I'm not opposed to worrying about rising costs of shelter in cities, but the outsized focus on homeownership drives me a little crazy. This fetishization is why we have tons of awful policy in this country:
- Mortgage interest tax deductions, which distort the home market, and the benefits of which go largely to the wealthy:
The deduction is wildly regressive. The tax savings for households earning more than $250,000 is 10 times the tax savings for households earning between $40,000 and $75,000 a year, according to recent research by James Poterba and Todd Sinai.

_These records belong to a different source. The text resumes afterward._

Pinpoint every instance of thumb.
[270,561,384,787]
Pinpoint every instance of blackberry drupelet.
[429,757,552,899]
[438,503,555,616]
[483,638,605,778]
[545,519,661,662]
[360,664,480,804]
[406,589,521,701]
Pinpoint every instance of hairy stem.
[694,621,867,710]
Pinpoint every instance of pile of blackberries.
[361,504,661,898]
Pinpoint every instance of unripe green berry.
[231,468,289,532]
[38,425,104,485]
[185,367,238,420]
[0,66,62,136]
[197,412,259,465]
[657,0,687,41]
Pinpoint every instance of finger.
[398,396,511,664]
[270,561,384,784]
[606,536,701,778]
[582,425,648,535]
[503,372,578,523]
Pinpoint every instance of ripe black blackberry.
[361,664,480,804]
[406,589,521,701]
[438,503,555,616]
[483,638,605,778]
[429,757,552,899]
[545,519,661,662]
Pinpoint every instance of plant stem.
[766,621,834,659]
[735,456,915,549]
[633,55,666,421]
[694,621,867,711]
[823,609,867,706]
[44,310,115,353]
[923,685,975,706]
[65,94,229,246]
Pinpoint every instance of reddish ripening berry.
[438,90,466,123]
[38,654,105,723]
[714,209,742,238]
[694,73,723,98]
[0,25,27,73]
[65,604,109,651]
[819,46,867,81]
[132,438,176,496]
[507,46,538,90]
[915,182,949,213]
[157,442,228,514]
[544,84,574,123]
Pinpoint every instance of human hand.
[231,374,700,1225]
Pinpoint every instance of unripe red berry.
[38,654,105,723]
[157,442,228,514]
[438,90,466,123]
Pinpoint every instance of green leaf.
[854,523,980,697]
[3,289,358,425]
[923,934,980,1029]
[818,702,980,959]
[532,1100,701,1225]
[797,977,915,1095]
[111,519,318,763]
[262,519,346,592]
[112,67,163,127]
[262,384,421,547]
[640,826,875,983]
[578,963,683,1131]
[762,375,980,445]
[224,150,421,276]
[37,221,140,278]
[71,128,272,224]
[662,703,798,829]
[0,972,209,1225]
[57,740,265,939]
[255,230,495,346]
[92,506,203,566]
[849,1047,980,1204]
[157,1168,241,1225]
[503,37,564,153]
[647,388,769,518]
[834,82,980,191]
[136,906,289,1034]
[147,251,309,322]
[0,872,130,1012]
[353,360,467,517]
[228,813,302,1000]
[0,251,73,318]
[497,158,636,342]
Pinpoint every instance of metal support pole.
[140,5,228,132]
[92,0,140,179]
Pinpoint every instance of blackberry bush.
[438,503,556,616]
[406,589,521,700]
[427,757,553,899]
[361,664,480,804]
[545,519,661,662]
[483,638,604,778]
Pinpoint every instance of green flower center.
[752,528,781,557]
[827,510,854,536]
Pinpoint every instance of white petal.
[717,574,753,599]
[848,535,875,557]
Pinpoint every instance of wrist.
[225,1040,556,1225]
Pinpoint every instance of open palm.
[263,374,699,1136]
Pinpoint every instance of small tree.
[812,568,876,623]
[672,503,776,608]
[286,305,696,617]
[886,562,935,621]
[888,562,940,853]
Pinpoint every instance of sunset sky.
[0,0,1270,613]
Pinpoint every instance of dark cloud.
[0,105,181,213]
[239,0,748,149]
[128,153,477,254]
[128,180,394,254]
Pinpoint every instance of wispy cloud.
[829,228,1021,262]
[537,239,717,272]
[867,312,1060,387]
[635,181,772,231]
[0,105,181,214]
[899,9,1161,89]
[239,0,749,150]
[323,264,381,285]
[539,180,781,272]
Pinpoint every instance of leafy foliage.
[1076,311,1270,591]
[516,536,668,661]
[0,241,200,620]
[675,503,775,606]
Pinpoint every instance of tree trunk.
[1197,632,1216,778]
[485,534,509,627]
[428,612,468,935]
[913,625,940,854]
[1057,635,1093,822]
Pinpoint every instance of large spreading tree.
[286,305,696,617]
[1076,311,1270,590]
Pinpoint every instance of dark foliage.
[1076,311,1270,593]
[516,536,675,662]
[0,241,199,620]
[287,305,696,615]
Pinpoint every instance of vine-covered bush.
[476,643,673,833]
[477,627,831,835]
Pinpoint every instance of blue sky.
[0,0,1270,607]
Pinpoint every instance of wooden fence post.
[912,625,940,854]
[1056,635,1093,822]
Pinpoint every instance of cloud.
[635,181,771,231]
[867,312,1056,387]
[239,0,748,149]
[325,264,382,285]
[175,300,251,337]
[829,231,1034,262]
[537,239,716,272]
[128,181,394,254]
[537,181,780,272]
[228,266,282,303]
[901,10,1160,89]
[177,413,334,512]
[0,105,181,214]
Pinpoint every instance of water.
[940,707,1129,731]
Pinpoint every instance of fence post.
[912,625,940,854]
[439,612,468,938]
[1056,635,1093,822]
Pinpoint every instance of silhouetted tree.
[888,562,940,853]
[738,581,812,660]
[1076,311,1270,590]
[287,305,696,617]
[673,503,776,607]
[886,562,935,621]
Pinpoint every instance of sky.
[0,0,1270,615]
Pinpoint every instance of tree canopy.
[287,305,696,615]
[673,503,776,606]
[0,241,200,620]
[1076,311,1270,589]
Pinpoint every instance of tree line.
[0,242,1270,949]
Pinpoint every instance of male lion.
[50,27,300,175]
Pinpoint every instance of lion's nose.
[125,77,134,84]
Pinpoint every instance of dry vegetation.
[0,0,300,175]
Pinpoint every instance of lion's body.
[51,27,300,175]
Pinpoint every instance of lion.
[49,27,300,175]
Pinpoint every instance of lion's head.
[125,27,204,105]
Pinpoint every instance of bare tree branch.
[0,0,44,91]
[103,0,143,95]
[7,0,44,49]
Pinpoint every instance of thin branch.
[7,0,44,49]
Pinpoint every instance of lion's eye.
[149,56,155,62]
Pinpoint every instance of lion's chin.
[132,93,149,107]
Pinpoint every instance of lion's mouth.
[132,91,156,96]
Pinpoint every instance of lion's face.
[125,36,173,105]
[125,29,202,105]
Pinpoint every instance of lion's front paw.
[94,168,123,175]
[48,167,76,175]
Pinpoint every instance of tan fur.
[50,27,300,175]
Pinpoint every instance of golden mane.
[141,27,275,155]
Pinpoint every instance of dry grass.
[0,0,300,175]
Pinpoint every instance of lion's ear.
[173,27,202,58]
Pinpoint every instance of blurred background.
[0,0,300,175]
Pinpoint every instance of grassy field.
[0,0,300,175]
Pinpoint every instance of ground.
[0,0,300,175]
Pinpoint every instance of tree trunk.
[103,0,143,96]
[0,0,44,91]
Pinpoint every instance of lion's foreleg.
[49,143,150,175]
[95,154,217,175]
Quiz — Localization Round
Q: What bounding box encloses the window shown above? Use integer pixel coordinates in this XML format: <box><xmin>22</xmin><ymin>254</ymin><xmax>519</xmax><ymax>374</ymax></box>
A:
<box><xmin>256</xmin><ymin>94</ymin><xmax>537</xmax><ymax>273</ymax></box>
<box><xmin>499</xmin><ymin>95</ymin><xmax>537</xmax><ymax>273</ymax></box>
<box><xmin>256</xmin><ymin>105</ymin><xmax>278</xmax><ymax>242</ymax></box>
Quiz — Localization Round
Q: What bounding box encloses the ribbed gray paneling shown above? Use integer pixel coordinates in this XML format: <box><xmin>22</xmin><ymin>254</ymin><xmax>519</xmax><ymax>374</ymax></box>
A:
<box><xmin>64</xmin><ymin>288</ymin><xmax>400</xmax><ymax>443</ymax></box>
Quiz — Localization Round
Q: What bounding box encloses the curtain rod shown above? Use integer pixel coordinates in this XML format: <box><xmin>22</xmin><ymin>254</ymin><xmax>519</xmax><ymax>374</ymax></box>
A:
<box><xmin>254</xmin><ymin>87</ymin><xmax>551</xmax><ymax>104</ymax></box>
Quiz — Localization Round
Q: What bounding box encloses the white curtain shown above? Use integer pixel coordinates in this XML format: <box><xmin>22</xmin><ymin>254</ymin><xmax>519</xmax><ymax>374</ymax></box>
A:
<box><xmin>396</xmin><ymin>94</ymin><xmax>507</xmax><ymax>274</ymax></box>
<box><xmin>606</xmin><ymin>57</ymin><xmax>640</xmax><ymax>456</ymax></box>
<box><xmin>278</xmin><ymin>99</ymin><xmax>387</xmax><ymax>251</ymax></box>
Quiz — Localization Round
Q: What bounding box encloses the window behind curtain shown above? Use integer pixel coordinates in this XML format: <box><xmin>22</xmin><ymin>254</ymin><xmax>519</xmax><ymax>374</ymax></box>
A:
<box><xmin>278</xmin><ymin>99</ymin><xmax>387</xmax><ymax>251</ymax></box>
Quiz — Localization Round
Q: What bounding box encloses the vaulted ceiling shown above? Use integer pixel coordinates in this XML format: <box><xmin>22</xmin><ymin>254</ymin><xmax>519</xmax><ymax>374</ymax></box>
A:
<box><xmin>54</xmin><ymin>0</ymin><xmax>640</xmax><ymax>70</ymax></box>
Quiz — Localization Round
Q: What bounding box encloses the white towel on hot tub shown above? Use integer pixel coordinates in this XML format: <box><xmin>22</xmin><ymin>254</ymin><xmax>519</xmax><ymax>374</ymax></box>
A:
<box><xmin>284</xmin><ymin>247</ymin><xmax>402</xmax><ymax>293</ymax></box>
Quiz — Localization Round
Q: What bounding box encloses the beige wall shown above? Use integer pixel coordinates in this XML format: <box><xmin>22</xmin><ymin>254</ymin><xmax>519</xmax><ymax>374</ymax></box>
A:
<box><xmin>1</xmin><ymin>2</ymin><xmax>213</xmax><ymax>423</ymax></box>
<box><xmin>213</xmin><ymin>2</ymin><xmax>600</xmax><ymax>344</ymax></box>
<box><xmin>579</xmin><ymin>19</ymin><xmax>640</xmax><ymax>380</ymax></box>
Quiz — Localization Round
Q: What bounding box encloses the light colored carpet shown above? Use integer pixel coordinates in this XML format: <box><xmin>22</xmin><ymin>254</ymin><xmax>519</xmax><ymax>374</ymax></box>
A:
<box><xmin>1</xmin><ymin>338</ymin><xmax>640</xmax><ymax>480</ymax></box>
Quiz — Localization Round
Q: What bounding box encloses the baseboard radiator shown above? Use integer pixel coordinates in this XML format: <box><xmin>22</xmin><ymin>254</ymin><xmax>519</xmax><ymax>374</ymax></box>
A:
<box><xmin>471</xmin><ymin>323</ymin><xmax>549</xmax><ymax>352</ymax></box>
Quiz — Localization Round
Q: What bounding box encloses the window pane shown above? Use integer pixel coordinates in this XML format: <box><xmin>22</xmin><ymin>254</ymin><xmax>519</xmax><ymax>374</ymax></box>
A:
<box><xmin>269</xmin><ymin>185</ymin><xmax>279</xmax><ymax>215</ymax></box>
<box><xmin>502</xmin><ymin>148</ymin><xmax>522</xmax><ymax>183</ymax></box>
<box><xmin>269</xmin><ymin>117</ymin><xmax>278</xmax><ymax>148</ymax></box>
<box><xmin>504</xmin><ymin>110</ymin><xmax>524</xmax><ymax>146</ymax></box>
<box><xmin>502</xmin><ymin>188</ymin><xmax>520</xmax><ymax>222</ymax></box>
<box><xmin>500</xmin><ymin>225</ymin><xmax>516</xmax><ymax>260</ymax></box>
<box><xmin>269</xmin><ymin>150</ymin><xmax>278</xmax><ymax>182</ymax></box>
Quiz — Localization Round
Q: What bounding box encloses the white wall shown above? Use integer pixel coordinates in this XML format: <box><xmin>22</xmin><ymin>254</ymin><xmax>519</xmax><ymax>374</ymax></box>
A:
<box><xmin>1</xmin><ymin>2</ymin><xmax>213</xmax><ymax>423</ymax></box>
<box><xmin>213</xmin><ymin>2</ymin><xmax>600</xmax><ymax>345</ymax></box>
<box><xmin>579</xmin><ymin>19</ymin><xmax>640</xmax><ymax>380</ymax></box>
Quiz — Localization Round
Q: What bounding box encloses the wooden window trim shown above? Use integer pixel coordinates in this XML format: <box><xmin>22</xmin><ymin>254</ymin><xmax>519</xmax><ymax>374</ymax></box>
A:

- Fannie and Freddie, which, for example, had the US taxpayer implicitly (de facto, at this point) guarantee 95% of new mortgages in 2009, and which have a heavy single-family bias, giving sprawl a helping hand
- FHA-subsidized loans, which explicitly put every taxpayer on the hook for tons of mortgages with only 3% down (and low downpayments are a strong predictor of default, especially when prices are falling)
The list goes on.
Meanwhile, this is all in support of a system that encourages households to (1) take on massive debts in order to (2) make a huge and completely undiversified investment in (3) a highly volatile asset. So, when bubbles pop and prices drop 20, 30, 40 percent, you have made sure that a large portion of your population has seen its wealth evaporate. On top of that, being so highly indebted makes households less mobile, and less able to find new opportunities - which is why you see higher unemployment in places with more homeownership - we've encouraged people to weld their escape hatches shut.
All of which is to say - maybe it's time to rethink how we house people. Should one's shelter really be tied to one's investments? Should we be paying more attention to affordable housing policies that help renters? Should we start dismantling all these subsidies, and maybe turning some of that money to causes that help low-income renters? This aspiring density lobbyist thinks so.